In 2014, the prices of iron ore imported to China averaged $100.42 per ton, down $29.2 per ton compared with that of 2013, the CISA report showed.

"The rollouts of market-based mechanisms such as domestic iron ore futures platform, steel products futures platform, domestic iron ore price index and spot price trading in recent years proved to be a successful counterweight to global mining giants' monopoly," Zhu Jimin, executive vice president of CISA, told the Global Times on Thursday.

However, lackluster growth in the real estate sector, manufacturing, and slower fixed-assets investment means the industry still faces oversupply, which has weighed on steel prices, Zhu told the press conference.

The average price of eight major categories of steel products fell by 10 percent in 2014, according to the CISA report.

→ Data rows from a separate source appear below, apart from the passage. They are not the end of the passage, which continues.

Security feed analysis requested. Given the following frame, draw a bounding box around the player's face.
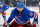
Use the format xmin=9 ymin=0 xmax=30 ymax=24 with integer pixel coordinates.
xmin=17 ymin=8 xmax=23 ymax=12
xmin=0 ymin=5 xmax=3 ymax=7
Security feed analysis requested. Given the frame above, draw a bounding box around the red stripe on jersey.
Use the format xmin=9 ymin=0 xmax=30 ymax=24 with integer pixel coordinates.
xmin=34 ymin=12 xmax=37 ymax=19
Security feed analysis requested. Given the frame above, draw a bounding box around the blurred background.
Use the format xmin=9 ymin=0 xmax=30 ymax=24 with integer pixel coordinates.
xmin=0 ymin=0 xmax=40 ymax=27
xmin=0 ymin=0 xmax=40 ymax=7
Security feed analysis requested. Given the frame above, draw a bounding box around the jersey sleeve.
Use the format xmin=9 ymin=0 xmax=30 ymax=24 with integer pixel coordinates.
xmin=28 ymin=11 xmax=35 ymax=18
xmin=5 ymin=6 xmax=9 ymax=10
xmin=7 ymin=11 xmax=15 ymax=23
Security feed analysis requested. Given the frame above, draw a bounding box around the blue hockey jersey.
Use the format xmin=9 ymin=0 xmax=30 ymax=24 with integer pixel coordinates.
xmin=7 ymin=7 xmax=38 ymax=24
xmin=0 ymin=5 xmax=9 ymax=13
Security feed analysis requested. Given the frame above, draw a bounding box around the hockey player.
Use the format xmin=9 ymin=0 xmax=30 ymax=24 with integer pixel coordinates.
xmin=0 ymin=2 xmax=8 ymax=26
xmin=7 ymin=2 xmax=38 ymax=27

Price of rebars, which are used in the real estate sector, saw the sharpest decline of 12.9 percent. The average price of galvanized steel sheets, which are used in the automobile manufacturing industry, was down 6.78 percent.

"The prices of steel products were down due to shrinking demand, offsetting advantages from the decline in prices of raw materials," said Wang Guoqing, a researcher with industry portal lgmi.com, noting many steel mills have worked on improving efficiency.

Steel products exports stood at 93.78 million tons in 2014, up 50.5 percent year-on-year, CISA data showed.

Zhu said steel products exports only had an indirect effect on easing the oversupply issue as a number of factors weighed such as the level of global economic recovery and the seaborne freight rate.

"The government's stance is to encourage the export of high-end steel products while deterring that of low-end products, as the latter pollutes the environment and has weak profitability," Wang said.

China imported 14.43 million tons of high-end steel products in 2014, up 2.5 percent from a year ago.